第3話 サイトウ、押し入られる

 誰かは知らぬが、このままホテルの廊下で叫ばせているわけにもいかない。


(ご近所迷惑になる前に開けてやらねば)


 気を取り直し。


 ドアまで向かおうとした足を慌ててストップさせる。


「まてまてまて……! 」


(流石にこの格好で外に出ちゃマズいよな!? )


 上半身はぶかぶかのシャツで覆っているからまあいいとして、問題は下半身。


 この美少女ボディに変身しても、何故かついたままでいる股間の相棒もとい。


 おっさんだった名残は何が何でも隠しておかなくては。


(こんなところで社会的に死ぬわけにはいかぬのだ……! )


 とはいえ、シャツと同じく今のカラダのサイズに合った服は持ち合わせていないので。


 ビックサイズな男物のズボンをどうにかこうにかベルトで固定し、ズルズルと床に引き摺りながら玄関に向かう。


「ちょっと~!! 」


「はいはーい! 今開けるぜ! 」


 ガチャリ、と。


 二重のロックを手早く解除しドアを押し開けば。


 扉を開けた先にはピンク色の髪をした見知らぬ美少女が立っていた。


「おっそーーーーい! まったく、このヒメカを待たせるなんて……え゛っ」


「ぬ? 」


「あ、ああ貴女だれよ!? というか、その服……あのおっさんに何かされたの!? 」


「なっ、ちが! おっさんは何もしてない、無実だぞ……! 」


「無実って……こんな可愛い子を部屋に連れ込んどいて無実なわけないじゃないっ。 いいから、おっさんを呼んできて」


「あ~゛いや、だからそれは誤解で……」


「誤解……? ああもうっ、ここじゃ埒が明かないわ! ちょっと部屋に入らせてもらうわねっ」


「ええっ!? ちょ、まっ!? 」


 突然やってきた少女に押し切られる形で、部屋への侵入を許してしまった。


「邪魔するわよ」


「お、おおどうぞ……」


 後ろ姿からして既に、私怒ってますといった雰囲気の少女は。


 ずかずかと部屋の奥まで足を運ぶと、開けっ放しな窓に気付き「やっぱりね」と呟いた。

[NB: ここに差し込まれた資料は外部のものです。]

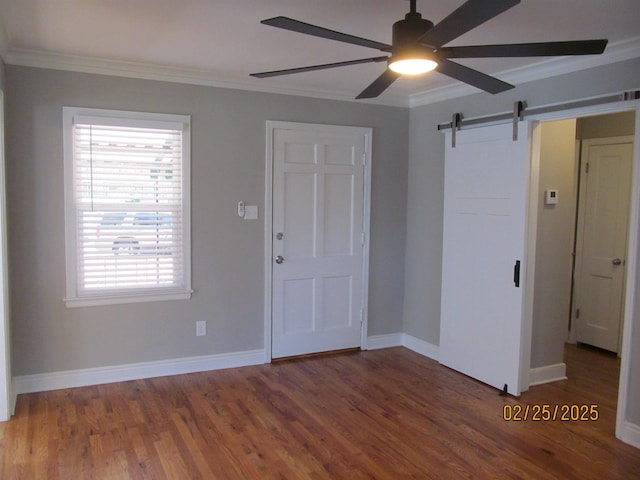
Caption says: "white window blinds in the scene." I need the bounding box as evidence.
[64,108,191,306]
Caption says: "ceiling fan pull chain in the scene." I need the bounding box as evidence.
[512,101,526,141]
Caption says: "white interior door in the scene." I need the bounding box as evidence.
[574,137,634,353]
[440,122,531,396]
[270,123,370,359]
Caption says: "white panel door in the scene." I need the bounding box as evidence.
[440,122,530,396]
[271,125,368,359]
[575,139,633,353]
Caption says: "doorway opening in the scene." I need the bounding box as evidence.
[532,111,636,422]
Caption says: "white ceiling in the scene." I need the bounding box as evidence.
[0,0,639,106]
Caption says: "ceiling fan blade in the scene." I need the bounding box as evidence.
[437,59,514,94]
[419,0,520,48]
[356,69,400,99]
[442,39,608,58]
[261,16,391,50]
[251,56,388,79]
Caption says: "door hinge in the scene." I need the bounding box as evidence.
[585,162,589,174]
[361,232,366,246]
[360,309,364,324]
[576,308,580,319]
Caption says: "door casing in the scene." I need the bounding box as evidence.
[264,121,372,362]
[0,90,11,421]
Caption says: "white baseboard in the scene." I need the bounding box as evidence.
[14,349,265,395]
[617,420,640,449]
[402,334,439,361]
[9,379,16,415]
[14,333,437,396]
[367,333,439,361]
[529,362,567,386]
[366,333,404,350]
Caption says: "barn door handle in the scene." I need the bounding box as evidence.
[513,260,521,288]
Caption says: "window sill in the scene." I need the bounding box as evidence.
[64,289,193,308]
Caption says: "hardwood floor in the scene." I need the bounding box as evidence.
[1,345,639,479]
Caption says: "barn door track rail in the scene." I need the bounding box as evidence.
[439,90,640,148]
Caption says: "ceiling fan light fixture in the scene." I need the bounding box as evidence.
[388,49,438,75]
[389,57,438,75]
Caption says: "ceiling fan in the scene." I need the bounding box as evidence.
[250,0,608,99]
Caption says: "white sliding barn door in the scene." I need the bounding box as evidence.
[270,123,370,359]
[440,122,531,396]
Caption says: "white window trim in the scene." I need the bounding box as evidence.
[63,107,192,307]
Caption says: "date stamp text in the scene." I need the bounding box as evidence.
[503,404,599,421]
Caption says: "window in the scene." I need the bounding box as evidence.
[63,107,191,307]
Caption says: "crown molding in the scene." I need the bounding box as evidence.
[3,36,639,109]
[408,36,640,107]
[2,48,409,108]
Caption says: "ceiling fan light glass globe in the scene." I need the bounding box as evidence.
[389,58,438,75]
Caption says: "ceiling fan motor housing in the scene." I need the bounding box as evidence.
[392,12,434,47]
[390,12,438,67]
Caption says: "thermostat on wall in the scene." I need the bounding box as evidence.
[545,189,559,205]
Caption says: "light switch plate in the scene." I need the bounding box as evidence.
[244,205,258,220]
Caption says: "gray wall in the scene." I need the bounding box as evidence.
[5,65,409,376]
[405,57,640,426]
[531,119,577,369]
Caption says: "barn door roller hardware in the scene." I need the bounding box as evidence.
[451,113,463,148]
[512,101,526,141]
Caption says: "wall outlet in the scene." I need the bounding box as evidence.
[196,320,206,337]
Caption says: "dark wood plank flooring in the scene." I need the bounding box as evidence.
[1,344,639,479]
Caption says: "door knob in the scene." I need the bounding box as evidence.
[275,255,285,264]
[612,258,622,266]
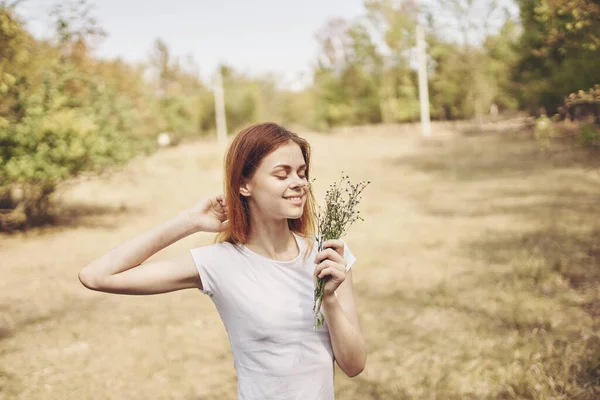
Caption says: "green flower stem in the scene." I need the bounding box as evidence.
[311,172,370,330]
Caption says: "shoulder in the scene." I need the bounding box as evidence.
[190,241,242,261]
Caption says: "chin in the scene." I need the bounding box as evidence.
[285,210,304,220]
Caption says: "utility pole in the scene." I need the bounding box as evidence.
[213,66,228,151]
[416,25,431,138]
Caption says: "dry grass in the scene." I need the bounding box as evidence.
[1,122,600,399]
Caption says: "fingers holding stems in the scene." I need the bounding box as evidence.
[313,259,346,296]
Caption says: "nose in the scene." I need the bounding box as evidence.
[291,174,307,189]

「あのおっさん、この窓から逃げたのね……! ちっ、一足遅かったか」


「はあ!? ちがうちがうちがう! ここ十一階だぞ!? そんな窓から逃げれるわけないだろ!? 」


「いえ、あのおっさんならやりかねないわっ」


「アンタおっさんの何を知ってるんだよ……! 」


「そういう貴女こそ、どうしてそこまでおっさんを庇うわけ? 何か弱みでも握られてるの……? 」


「だーもうっ! 違うって、こんな話信じられないかもしれないけど。 アンタが探してるおっさんが、俺なんだよっ! 」


「ウソでしょ? 」


「ほ、ほんとなんだって~!! 」


「……」


 じーっと、こちらの心を見透かすように。


 真っすぐな視線を向けてきた少女は「まあいいわ」と鼻を慣らし備え付けの椅子に腰かけた。